I'm a programmer and my math is a little rusty, but usually sufficient for my needs.
However, I came across the following statement in the exp(3) manual page of the libm C library that has me stumped:
Analysts will accept $0^0 = 1$ despite that $x^y$ can approach anything or nothing as $x$ and $y$ approach $0$ independently. The reason for setting
0**0 = 1anyway is this: If $x(z)$ and $y(z)$ are any functions analytic (expandable in power series) in $z$ around $z = 0$, and if there $x(0) = y(0) = 0$, then $x(z)^{y(z)} \to 1$ as $z \to 0$.
The intention of the first sentence is perfectly clear.
I am having trouble making sense of the second statement. How (and where) is $x(z)^{y(z)}$ even defined?
The usual way of dealing with such an expression would be to write something like $\exp\big(\log(x(z)) \cdot y(z)\big)$, but as $x(0) = 0$, the logarithm $\log(x(z))$ is not defined in a neighborhood of $0$, so $z \to 0$ would need to be qualified.
Even the most basic case $z^z$ needs some form of interpretation since we're in trouble for negative $z$:
Question: Is there a way of interpreting $x(z)^{y(z)}$ in a pointed neighborhood of $0$ that doesn't involve branches of the logarithm and, if so, is the statement above correct with this interpretation? If not, what would be a correct interpretation of the above statement?

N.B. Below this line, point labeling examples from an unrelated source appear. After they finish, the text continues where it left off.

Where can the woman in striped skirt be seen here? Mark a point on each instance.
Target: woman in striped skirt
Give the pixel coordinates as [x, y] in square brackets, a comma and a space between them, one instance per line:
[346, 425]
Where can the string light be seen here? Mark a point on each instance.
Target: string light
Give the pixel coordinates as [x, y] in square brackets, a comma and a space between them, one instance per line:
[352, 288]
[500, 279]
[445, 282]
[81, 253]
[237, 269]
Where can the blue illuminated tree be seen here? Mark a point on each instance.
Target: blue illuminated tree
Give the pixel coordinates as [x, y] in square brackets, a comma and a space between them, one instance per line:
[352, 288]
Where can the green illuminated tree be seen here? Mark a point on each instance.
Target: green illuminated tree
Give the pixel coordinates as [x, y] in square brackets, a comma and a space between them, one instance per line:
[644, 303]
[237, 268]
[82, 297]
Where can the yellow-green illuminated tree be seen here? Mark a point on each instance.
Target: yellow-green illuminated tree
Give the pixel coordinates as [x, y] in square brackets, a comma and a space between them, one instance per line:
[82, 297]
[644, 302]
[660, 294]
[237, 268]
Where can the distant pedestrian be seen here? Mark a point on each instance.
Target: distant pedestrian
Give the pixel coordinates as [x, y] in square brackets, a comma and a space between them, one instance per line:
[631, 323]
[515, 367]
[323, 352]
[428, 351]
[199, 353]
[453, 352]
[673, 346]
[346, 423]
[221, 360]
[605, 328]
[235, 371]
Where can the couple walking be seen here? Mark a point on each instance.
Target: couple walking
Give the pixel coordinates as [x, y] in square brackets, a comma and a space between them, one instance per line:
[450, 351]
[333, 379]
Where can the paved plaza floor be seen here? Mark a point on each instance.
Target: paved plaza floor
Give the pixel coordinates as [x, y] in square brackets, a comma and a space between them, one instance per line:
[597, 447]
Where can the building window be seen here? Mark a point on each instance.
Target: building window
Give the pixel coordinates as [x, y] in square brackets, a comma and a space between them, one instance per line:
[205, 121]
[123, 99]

One way to define $x(z)^{y(z)}$ is to use the universal cover of $\mathbb{C}^\times = \mathbb{C} \setminus \{0\} $, which can be defined by the map : $$ \mathbb{C} \rightarrow \mathbb{C}^\times, t \mapsto z=\exp(t).$$ When $\mathrm{Re}(t) \to -\infty$ then $z \to 0$. Hence the two functions $z \mapsto x(z)$ and $z \mapsto y(z)$ on $\mathbb{C}^\times$ define two functions on the universal cover $\mathbb{C} $ by $t \mapsto x(\exp(t))$ and $t \mapsto y(\exp(t))$ (at least locally).

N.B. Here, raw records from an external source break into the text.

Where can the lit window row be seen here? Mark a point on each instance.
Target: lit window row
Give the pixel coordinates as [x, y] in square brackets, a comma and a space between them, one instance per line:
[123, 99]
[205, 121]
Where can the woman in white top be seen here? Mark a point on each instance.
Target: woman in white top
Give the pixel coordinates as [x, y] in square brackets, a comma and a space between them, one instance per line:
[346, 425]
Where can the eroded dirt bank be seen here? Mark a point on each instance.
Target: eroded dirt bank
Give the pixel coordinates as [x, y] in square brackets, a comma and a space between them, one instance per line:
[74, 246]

Recall that for any homolophic function $f : \mathbb{C} \rightarrow \mathbb{C}^\times$, there exists an holomorphic function $g : \mathbb{C} \rightarrow \mathbb{C}$ such that $f = \exp \circ g$. Applying this to $f : t \mapsto x(\exp(t)) = x(z)$, we conclude that there exists a function $X$ such that $$x(\exp(t)) = \exp(X(t)).$$ Hence we can define $t \mapsto x(z)^{y(z)} = x(\exp{t})^{y(\exp{t})}$, by $$x(\exp{t})^{y(\exp{t})} = \exp \big( X(t).y(\exp(t)) \big).$$ And we have :
Proof: write $x(z) = z^n(a+o(1))$ and $y(z) = z^m(b+ o(1))$. Then we can write: $$ x(\exp(t)) = \exp( nt + \ln a + o(1)) \text{ and } y(\exp(t)) = \exp(mt).(b+o(1)).$$ Hence $$x(\exp{t})^{y(\exp{t})} = \exp[ (nt + \ln a + o(1)).\exp(mt).(b+o(1))].$$ This goes to $1$ when $\mathrm{Re}(t) \to -\infty$, because $nt.\exp(mt)$ goes to $0$.